Ern se mete en un lío
Los Cinco Pesquisidores estaban muy satisfechos de su trabajo de aquella mañana.
—Así tendremos a Ern ocupado —dijo Fatty—. Y estoy casi seguro de que se lo contará todo a Goon…, o tal vez Goon lea el cuaderno de notas de Ern… ¡y así también le daremos trabajo a «él»!
—Es una lástima que el señor Goon interrumpiera nuestra charla de esta mañana —dijo Bets, disponiéndose a marchar—. Lo estábamos pasando muy bien, Fatty, ¿cuál será la primera pista?
—Pues ya se lo dije a Ern esta mañana —dijo Fatty—. ¡Luces misteriosas brillando por las noches en la Colina de la Navidad! Ern tendrá que averiguar qué son.
—¿Irás tú con él? —quiso saber Bets.
—No. Yo estaré lanzando luces —replicó Fatty con una mueca, y los demás le miraron con envidia.
—Ojalá pudiera ir yo también —exclamó Larry—. Es enloquecedor que nos hayan prohibido intervenir en nada durante estas vacaciones.
—Bueno, pero no te han prohibido gastar una broma —dijo Fatty, considerando la cuestión—. Te han prohibido intervenir en ningún misterio o ir a la busca de alguno. No estás buscando ningún misterio, y desde luego, no existe.
Los rostros de los demás se animaron, pero Bets y Daisy no tardaron en sufrir una decepción.
—Las niñas no pueden salir estas noches tan frías —prosiguió Fatty—. Tendremos que buscar alguna otra cosa para ellas. Escuchad…, yo puedo disfrazarme la primera noche que Ern vaya a la caza del misterio… y vosotros dos podréis encargaros de las luces. Dejaré que Ern me descubra acurrucado en una cuneta o algo por el estilo, para que crea realmente que se ha cometido algún robo.
—¡Sí…, eso será estupendo! —exclamó Larry—. ¿Cuándo lo haremos?

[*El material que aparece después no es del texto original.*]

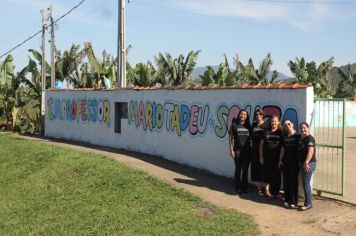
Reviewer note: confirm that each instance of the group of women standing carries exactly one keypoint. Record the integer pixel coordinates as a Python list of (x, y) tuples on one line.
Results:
[(272, 149)]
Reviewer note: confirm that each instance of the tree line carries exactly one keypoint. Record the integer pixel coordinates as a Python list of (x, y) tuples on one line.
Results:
[(20, 92)]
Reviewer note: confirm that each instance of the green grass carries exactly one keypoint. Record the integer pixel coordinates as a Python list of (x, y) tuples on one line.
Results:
[(48, 190)]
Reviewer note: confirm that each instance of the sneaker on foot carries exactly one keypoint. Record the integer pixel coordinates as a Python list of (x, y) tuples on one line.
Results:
[(304, 208)]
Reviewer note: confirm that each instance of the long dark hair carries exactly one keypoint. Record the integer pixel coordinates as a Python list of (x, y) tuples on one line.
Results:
[(247, 122), (258, 110), (269, 122)]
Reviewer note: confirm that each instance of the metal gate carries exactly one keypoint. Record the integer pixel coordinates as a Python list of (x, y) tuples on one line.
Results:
[(329, 133)]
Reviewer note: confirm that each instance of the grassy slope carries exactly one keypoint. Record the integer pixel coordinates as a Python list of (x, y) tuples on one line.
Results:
[(49, 190)]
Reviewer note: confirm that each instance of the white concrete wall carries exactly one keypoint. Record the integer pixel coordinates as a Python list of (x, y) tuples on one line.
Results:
[(207, 149)]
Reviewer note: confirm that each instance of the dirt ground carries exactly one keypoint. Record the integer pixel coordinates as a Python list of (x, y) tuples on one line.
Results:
[(350, 167), (327, 217)]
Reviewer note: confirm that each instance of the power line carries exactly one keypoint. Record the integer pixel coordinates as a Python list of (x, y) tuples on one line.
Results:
[(232, 19), (40, 31), (304, 2), (18, 33)]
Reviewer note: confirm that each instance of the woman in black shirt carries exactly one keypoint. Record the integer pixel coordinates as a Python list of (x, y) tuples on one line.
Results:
[(257, 132), (288, 161), (307, 163), (270, 146), (239, 145)]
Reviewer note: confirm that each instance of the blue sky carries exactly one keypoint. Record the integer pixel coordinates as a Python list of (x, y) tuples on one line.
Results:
[(315, 30)]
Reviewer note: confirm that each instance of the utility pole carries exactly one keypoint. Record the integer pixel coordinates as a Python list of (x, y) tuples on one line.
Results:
[(53, 49), (121, 50), (43, 72)]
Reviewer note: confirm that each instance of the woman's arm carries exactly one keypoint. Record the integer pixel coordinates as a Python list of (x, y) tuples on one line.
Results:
[(308, 159), (261, 151), (281, 156), (231, 148)]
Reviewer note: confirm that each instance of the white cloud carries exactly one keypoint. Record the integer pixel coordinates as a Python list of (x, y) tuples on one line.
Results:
[(255, 10), (313, 18), (96, 17), (304, 17)]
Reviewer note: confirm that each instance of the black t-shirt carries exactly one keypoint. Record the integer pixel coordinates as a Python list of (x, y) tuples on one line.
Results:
[(272, 141), (304, 144), (257, 133), (290, 143), (241, 135)]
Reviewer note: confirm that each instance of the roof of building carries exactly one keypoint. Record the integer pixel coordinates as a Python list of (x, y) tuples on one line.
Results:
[(197, 87)]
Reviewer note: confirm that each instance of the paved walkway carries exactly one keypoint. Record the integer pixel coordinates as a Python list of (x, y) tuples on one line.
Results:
[(350, 167), (327, 217)]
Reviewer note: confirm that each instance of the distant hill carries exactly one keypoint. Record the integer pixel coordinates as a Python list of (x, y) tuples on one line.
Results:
[(200, 70)]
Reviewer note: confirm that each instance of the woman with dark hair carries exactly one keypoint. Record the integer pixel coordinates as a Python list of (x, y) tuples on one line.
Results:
[(239, 147), (307, 163), (270, 146), (288, 161), (258, 128)]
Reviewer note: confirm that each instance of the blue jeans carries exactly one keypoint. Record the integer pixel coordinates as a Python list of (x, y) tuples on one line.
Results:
[(306, 177)]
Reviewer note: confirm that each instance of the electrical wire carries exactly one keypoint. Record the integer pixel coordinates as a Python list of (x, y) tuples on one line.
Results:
[(232, 19), (40, 31), (304, 2)]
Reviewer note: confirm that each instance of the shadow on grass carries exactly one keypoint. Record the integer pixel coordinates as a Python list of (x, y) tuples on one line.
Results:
[(197, 177)]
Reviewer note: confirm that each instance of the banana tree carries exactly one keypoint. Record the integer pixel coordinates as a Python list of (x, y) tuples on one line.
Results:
[(175, 71), (6, 70), (348, 82), (141, 75), (68, 64), (102, 70), (261, 75), (299, 70)]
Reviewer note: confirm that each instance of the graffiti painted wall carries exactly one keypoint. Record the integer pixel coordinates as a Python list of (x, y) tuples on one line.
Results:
[(186, 126)]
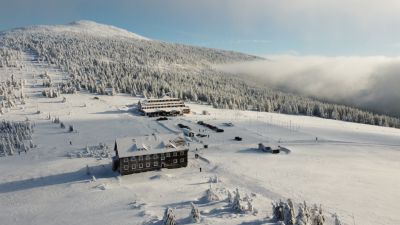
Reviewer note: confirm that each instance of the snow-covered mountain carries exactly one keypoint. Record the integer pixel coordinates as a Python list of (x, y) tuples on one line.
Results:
[(57, 136)]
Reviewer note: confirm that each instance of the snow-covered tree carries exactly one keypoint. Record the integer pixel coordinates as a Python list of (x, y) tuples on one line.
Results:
[(169, 217), (237, 203), (195, 213), (303, 215), (211, 195), (317, 217)]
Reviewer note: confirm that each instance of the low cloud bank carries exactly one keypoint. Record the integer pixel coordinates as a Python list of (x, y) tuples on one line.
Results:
[(368, 82)]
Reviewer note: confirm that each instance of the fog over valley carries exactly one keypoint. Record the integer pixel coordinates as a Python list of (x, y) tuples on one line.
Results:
[(369, 82)]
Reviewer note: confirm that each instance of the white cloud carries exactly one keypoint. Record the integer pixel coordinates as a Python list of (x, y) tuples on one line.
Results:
[(370, 82)]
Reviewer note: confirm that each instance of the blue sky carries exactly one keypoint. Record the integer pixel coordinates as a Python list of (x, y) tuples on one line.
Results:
[(262, 27)]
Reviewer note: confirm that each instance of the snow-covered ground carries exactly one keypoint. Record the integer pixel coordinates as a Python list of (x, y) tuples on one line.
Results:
[(351, 169)]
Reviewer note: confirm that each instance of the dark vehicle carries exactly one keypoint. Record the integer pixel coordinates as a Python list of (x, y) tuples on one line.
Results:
[(162, 118), (183, 126)]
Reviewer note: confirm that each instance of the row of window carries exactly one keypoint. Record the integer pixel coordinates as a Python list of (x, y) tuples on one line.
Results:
[(155, 156), (155, 164)]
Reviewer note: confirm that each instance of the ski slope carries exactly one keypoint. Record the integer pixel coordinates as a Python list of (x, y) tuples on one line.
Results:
[(351, 169)]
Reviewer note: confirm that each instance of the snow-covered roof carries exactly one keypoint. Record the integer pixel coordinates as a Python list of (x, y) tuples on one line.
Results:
[(150, 144)]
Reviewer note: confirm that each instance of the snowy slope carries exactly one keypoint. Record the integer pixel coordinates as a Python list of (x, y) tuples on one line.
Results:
[(352, 169), (83, 27)]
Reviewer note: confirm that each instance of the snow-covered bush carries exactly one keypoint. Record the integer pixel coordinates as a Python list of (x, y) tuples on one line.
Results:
[(15, 137), (211, 195), (303, 216), (317, 217), (134, 69)]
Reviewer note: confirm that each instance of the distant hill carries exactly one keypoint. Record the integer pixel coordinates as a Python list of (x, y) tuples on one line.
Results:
[(99, 57)]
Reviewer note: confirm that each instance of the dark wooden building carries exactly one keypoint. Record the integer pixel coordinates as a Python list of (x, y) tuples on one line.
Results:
[(147, 153)]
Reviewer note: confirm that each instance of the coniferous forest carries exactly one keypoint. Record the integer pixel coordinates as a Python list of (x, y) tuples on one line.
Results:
[(152, 68)]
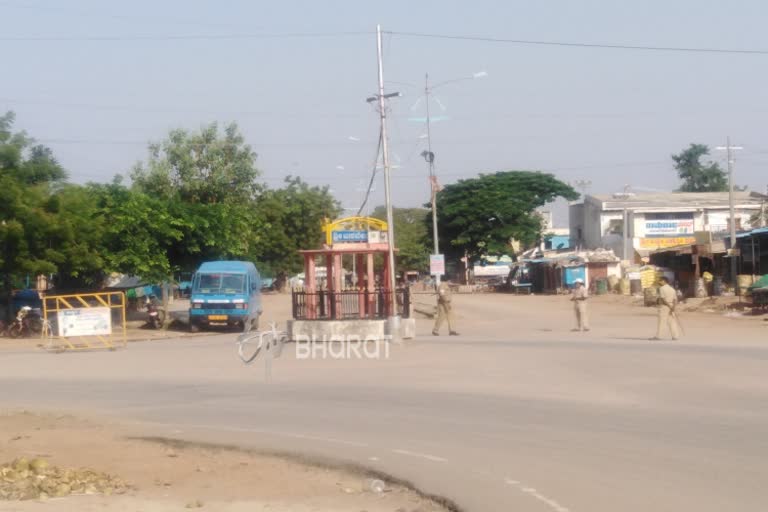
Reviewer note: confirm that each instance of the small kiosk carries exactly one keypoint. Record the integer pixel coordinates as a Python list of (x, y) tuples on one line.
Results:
[(354, 298)]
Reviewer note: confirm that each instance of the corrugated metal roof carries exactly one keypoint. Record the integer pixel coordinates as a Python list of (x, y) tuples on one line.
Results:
[(756, 231), (673, 200)]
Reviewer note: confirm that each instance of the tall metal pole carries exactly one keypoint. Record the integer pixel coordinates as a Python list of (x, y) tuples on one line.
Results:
[(432, 181), (393, 319), (734, 262)]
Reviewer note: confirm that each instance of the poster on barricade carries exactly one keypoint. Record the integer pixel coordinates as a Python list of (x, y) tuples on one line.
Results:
[(85, 322)]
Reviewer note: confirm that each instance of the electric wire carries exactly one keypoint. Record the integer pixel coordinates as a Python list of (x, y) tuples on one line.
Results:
[(373, 175), (575, 44)]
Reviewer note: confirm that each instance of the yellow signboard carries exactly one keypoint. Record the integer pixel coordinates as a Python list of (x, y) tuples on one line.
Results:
[(84, 321), (355, 230), (665, 243)]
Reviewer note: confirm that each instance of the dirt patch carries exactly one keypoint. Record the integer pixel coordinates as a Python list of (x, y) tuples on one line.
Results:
[(165, 475)]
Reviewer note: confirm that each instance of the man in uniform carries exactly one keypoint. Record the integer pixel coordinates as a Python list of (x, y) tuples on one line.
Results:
[(444, 312), (579, 298), (667, 314)]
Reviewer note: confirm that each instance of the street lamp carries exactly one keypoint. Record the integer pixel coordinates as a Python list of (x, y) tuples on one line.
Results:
[(429, 155)]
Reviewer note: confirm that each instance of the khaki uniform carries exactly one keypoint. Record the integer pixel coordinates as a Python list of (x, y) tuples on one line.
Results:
[(579, 298), (444, 309), (667, 315)]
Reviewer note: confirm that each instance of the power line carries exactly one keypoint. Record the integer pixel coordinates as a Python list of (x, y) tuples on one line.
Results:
[(191, 37), (579, 44), (180, 110), (123, 17), (373, 175)]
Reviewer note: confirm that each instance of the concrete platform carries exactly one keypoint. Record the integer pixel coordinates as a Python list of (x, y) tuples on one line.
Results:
[(346, 329)]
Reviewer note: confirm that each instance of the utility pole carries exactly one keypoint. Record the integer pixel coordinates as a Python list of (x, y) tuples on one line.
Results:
[(430, 157), (734, 262), (393, 320)]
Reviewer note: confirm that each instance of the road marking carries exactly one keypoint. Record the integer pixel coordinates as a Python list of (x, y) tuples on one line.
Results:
[(433, 458), (557, 507)]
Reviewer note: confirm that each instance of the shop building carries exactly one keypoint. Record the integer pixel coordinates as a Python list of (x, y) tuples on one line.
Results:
[(635, 225)]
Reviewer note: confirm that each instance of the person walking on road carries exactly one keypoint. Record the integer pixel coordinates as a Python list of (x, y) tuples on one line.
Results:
[(667, 315), (444, 310), (579, 298)]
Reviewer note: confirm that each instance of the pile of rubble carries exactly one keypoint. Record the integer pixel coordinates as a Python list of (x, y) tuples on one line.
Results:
[(35, 479)]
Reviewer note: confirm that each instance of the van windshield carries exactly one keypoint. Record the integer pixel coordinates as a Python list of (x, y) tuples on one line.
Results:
[(220, 283)]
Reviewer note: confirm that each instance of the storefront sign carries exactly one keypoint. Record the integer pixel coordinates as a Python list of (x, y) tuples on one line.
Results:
[(668, 227), (664, 243), (349, 237), (437, 264), (84, 322)]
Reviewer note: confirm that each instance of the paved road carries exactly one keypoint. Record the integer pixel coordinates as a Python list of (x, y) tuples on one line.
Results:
[(559, 424)]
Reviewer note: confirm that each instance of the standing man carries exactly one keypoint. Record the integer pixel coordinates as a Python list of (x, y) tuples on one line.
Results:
[(667, 314), (579, 298), (444, 310)]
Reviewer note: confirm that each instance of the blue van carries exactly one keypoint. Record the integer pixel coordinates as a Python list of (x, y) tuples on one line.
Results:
[(225, 293)]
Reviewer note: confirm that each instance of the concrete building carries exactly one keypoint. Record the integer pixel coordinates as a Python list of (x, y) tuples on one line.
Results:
[(555, 239), (656, 221)]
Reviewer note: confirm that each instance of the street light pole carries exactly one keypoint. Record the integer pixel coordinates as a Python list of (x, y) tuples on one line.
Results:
[(430, 157), (393, 319), (734, 262)]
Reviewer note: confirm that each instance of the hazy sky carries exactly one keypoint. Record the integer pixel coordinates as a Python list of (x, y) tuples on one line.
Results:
[(103, 78)]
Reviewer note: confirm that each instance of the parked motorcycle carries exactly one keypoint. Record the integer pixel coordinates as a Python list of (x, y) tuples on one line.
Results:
[(155, 313), (28, 321)]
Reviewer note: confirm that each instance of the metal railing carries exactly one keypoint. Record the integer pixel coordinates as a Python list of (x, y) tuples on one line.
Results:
[(347, 304)]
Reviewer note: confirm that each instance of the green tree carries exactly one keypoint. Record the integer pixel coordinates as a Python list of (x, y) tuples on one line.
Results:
[(209, 181), (412, 228), (139, 231), (698, 176), (482, 215), (291, 218), (32, 236)]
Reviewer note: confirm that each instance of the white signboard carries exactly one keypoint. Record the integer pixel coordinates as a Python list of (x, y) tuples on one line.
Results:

—Esta noche no puede ser —repuso Fatty—. Pues tal vez no lográsemos ponernos en contacto con Ern a su debido tiempo. Yo diría que mañana por la noche.
—Qué divertido fue cuando lanzaste todo el verso —dijo Larry, sonriente—. Ern te considera la primera maravilla del mundo. Me pregunto si Sid y Perce son tan fáciles de engañar como se consigue en seguida con Ern. ¿Vas a encontrarte hoy con él?
—Si consigo que mi madre me deje invitaros a todos a merendar, os telefonearé —dijo Fatty—. No veo por qué no puedo comprar un montón de pasteles para que vengáis a merendar al cobertizo. Aquí estamos cómodos y calentitos, y podríamos hacer todo el ruido que quisiéramos.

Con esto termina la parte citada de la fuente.